Software-related patents are often rejected based on 35 U.S. Code § 101. Software often fails to qualify for patentability under § 101 because the claimed invention is merely an abstract idea performed by a computer.
However, in a recent case the Federal Circuit found a claimed software invention unpatentable because it was obvious.
Uber Techs., Inc. v. X One, Inc. arose out of an appeal from a final decision of the Patent Trial and Appeal Board (PTAB).
X One owned a patent for a “Buddy Watch application” that allows a mobile device user to add other mobile device users to her “Buddy List” and then see the locations of her buddies displayed on a map.
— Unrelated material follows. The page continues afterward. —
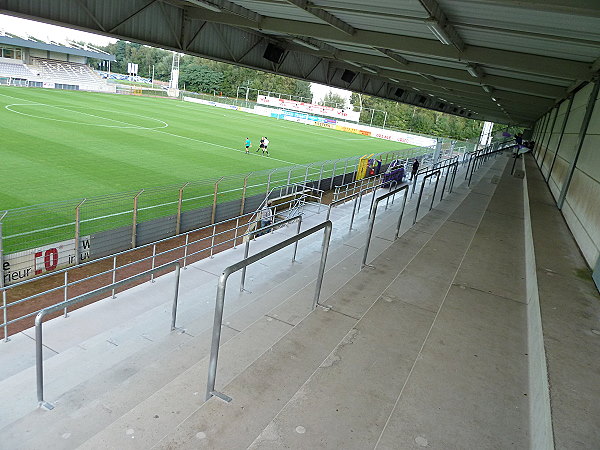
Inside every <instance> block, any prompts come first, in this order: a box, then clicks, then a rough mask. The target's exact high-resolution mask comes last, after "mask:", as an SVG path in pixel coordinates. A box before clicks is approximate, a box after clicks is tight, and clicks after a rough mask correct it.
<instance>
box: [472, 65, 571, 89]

Uber sought inter partes review to invalidate the patent.
Under 35 U.S. Code § 103,
A patent for a claimed invention may not be obtained, notwithstanding that the claimed invention is not identically disclosed as set forth in section 102, if the differences between the claimed invention and the prior art are such that the claimed invention as a whole would have been obvious before the effective filing date of the claimed invention to a person having ordinary skill in the art to which the claimed invention pertains.
As the US Supreme Court noted, “If a person of ordinary skill can implement a predictable variation, § 103 likely bars its patentability.”
In this case, according to the Federal Circuit,
The difference between server-side plotting and terminal-side plotting amounts to a design choice between whether to plot locations before transmitting location information (server-side plotting) or after transmitting location information (terminal-side plotting). A person of ordinary skill would therefore have two predictable choices for when to perform plotting, providing them with a simple design choice as to whether to plot server-side or terminal-side.
Thus, the court found that the PTAB had erred in not finding that aspect of the claimed invention obvious.